Energy demand for transport rose by 8.3pc from 2020, with an increase in car use following the removal of pandemic restrictions.
Following a brief reduction at the beginning of the pandemic, Ireland’s energy-related emissions increased by 5.4pc in 2021.
That’s according to a report published today (5 September) by the Sustainable Energy Authority of Ireland (SEAI), detailing Ireland’s energy use for last year.
It follows a similar recent report from the Environmental Protection Agency, which said Ireland’s greenhouse gas emissions increased by nearly 5pc last year and rose above pre-Covid levels.
Ireland has committed to reaching a 51pc reduction in emissions by 2030 under the Climate Action Plan. The country has also committed to reducing emissions by 4.8pc per year from 2021 to 2025 under the first carbon budget.

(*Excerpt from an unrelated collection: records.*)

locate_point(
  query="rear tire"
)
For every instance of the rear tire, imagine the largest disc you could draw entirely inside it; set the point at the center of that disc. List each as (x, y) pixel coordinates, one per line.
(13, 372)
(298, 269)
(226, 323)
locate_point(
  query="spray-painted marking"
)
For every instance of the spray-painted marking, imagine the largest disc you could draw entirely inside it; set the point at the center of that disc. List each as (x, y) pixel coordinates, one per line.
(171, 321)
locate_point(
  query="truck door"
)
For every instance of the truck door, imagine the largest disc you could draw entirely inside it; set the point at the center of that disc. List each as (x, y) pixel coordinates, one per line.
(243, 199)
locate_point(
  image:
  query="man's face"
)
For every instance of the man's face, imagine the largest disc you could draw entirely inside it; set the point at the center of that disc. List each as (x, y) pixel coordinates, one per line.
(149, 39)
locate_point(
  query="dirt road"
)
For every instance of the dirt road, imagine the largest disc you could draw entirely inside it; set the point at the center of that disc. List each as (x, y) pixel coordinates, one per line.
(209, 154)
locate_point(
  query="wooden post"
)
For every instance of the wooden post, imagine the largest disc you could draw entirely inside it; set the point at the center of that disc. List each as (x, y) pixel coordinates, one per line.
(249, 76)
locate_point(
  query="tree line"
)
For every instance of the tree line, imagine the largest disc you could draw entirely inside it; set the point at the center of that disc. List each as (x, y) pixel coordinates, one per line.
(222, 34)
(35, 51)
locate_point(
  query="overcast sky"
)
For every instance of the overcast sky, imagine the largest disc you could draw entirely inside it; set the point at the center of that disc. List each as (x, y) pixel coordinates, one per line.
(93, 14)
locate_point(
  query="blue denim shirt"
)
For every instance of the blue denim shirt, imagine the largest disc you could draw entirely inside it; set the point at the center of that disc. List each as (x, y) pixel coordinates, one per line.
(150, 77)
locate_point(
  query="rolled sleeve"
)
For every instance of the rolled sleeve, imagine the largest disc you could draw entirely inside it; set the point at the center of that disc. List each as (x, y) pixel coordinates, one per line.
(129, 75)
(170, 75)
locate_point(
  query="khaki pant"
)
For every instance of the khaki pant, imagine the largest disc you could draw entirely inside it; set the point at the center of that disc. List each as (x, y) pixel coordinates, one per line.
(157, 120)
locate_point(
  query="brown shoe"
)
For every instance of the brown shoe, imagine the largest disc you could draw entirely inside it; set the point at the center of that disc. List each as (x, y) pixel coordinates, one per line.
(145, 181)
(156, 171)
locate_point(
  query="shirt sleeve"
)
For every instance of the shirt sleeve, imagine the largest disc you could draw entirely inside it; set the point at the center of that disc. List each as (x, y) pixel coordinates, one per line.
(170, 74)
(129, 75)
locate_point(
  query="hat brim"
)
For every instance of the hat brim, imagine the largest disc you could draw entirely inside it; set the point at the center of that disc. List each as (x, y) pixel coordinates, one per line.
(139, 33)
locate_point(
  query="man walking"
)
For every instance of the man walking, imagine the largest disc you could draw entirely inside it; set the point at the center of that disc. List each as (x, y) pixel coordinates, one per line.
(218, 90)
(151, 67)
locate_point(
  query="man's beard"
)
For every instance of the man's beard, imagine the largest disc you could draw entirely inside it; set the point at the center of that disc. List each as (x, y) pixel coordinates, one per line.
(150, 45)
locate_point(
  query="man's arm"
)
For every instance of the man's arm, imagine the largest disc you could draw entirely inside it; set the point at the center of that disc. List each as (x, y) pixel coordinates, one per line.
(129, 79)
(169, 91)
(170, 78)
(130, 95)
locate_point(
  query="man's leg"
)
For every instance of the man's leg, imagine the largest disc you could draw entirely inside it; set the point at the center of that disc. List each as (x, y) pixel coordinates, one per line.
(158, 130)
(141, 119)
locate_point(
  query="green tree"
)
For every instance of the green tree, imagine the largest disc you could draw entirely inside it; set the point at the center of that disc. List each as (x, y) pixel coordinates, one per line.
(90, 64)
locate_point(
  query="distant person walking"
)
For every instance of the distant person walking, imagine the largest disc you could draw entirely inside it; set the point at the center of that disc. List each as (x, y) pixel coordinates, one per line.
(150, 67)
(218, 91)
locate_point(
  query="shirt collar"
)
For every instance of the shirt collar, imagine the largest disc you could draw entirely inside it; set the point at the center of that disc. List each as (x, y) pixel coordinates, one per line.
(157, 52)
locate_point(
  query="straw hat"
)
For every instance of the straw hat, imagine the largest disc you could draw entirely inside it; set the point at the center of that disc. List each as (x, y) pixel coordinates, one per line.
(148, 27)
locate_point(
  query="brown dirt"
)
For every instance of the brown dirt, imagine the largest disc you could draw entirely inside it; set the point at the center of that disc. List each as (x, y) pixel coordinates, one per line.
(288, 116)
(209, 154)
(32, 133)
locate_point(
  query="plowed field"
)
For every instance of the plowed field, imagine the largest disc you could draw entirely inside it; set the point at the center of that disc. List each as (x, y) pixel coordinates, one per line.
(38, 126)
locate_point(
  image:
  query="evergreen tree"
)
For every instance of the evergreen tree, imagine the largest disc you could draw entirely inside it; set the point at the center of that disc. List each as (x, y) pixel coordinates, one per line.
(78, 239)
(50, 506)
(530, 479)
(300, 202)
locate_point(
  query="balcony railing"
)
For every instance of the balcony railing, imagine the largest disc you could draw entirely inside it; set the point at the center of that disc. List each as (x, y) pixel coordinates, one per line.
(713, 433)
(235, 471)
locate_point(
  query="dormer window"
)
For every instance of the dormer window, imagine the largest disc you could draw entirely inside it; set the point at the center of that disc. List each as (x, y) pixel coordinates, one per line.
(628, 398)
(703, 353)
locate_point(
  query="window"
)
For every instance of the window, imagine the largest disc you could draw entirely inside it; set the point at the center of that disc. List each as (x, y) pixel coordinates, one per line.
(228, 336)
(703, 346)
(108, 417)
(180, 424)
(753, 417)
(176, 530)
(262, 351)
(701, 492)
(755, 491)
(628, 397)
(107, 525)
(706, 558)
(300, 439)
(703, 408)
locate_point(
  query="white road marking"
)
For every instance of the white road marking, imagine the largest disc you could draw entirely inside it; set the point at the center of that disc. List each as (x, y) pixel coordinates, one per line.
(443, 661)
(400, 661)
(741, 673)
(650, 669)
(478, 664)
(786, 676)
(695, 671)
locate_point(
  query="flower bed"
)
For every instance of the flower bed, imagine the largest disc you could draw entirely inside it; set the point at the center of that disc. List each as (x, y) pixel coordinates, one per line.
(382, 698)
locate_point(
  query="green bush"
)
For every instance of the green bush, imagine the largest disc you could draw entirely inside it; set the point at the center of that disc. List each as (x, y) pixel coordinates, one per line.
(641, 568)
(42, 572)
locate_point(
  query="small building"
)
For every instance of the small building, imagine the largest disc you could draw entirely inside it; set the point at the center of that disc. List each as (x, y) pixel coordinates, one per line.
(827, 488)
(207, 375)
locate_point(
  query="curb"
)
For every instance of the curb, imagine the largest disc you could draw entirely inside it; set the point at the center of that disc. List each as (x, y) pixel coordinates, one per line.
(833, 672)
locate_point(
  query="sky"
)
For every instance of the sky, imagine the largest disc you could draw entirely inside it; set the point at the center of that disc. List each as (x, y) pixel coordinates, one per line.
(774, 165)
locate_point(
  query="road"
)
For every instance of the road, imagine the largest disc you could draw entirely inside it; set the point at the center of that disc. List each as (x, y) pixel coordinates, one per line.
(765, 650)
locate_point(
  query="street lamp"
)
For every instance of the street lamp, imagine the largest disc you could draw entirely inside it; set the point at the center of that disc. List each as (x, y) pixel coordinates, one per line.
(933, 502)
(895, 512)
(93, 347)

However, the SEAI report reveals that energy-related emissions are now back at the same level as in 2019, after a temporary reduction due to Covid-19 lockdowns.
An increase in car use following the removal of Covid restrictions was said to be a significant contributor to the increase in emissions for 2021. Energy demand for transport rose by 8.3pc from 2020.
Ireland’s renewable energy share remained unchanged since 2020, at 13.6pc. This was attributed to increased demand for energy and poor delivery of new renewable capacity. In addition, a low wind year in 2021 resulted in more people relying on coal and oil to heat their homes, adding to emissions levels.
Margie McCarthy, director of research and policy insights with SEAI, said that the data shows Ireland’s emissions are “trending in the complete opposite direction of where we need to be”.
She said that the fact Ireland has used a “disproportionate amount” of its carbon budget in 2021 will result “in future years being even more challenging”. She added that the early data from 2022 did not augur well for the reversal of this trend.
Recent European estimates indicated that Ireland saw one of the highest increases in greenhouse gas emissions in the EU in the first quarter of this year.
“We need to accelerate the deployment of renewable energy technologies to levels as yet unseen here in Ireland. Importantly, we also need to drastically increase sustainable energy practices to curtail demand across all sectors of the economy,” McCarthy said.
“Current energy security and costs are bringing this front of mind for homes and businesses across the country. Reducing our use of energy and making the transition to renewable energy technologies are essential in our collective response to this, and ultimately to deliver our national climate action goals.”
Not all of the report was negative, however. Last year was the first ever year that Ireland’s indigenous production of renewables was higher than its indigenous production of natural gas. Most (91.5pc) of the country’s renewable energy is indigenous.
There was also a significant rise in electric vehicles on Irish roads, SEAI said. Meanwhile, more than 11,000 homes received Government grants for home energy upgrades, which contributed to a 4pc reduction of energy demand in that sector.